Happy Thanksgiving everyone. I was traveling all over Texas for work last week and then to upstate NY for the weekend to visit family. So in case you missed it, here is my post in full for SFO Magazine Friday Morning:

 

Expect Bounce After Long Stretch of Losses

Friday, November 25, 2011
By J.C. Parets

After six consecutive days of losses, it appears the market is attempting a bounce that is long overdue. All of the major sectors of the market are experiencing pretty extreme oversold conditions, and this sets the stage for a face-ripping rally. The question historically is not, if the quick bounce will occur, but from what level it will start?

USING FIBONACCI

This is where Fibonacci retracements help us out. On Wednesday before the holiday, the S&P500 closed right at the 61.8% Fibonacci retracement near 1160. This is typically the final line in the sand.

When markets are correcting and not attempting a major move lower, support is typically found at the 38.2%, 50%, and 61.8% retracements of the previous up move. In this case, we are talking about the major October rally that took the S&P500 up 20% in less than a month. The first two levels of interest held briefly but ultimately broke down after a day or so.

If the 61.8% retracement around 1160 were to have been breached, then a test of the early October lows would be inevitable. I have been in the camp that this is just a correction and not the start of something new, but my fortitude certainly has been tested this week. Right now it feels very hard, if not impossible, to get long stocks. Usually that is a good sign.

CRUDE OIL

One very positive sign for the stock market has been the resilience in crude oil. During the October stock market rally, crude oil bottomed out at a higher low than it did in August and managed to rally 35% into November.

With the stock market correcting over the last few weeks, oil has managed to hold on to most of those gains, down just about 6% off its $103+ highs.

Crude oil and the stock market have seen a very positive correlation since spring but just recently this bullish divergence in crude oil is hard to ignore.

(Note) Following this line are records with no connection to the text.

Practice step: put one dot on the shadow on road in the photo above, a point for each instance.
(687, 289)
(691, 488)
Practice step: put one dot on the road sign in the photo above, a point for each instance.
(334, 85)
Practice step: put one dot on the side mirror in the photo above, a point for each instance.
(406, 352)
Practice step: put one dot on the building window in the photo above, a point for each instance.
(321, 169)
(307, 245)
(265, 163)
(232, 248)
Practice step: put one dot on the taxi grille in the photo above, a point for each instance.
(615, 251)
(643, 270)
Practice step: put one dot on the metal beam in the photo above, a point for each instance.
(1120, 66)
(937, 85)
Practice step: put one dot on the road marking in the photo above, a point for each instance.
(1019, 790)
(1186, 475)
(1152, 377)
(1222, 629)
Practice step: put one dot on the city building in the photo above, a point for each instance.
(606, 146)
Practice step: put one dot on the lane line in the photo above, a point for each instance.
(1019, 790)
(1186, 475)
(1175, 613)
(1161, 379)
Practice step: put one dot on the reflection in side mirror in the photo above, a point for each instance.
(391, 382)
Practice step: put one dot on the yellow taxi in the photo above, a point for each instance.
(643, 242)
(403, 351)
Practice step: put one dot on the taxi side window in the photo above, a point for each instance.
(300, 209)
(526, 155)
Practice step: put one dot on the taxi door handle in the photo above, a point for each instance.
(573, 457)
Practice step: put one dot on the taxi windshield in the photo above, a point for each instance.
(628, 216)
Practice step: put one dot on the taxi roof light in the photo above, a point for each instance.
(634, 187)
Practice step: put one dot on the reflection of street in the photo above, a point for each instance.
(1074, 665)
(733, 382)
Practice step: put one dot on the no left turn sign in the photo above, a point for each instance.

There is something happening here: Is it the stock market telling us that crude oil investors are too optimistic? Or are the recent buoyancy characteristics seen in crude oil telling us that the selling in stocks is too extreme? I believe we’ll know the answer very soon.

NEXT MOVE

For now, I would like to reiterate that a face-ripping rally is long overdue - six down days in a row in a light trading week.

Next week, we could see the start of something massive. When you see the market turn, with volume coming in heavy, the higher beta names are going to outperform their larger-cap counterparts and those who miss it are going to wish they didn’t.

If you don’t have the experience of trading these types of moves, your best bet may be to stay out and just watch from the sidelines. But there will be a lot of money made in a very short amount of time. When the tide turns, buy your favorite names and put stop losses below their recent lows. Look for the best risk/reward setups out there. Opportunities like this a few and far between, but when they come they could make your month (or year).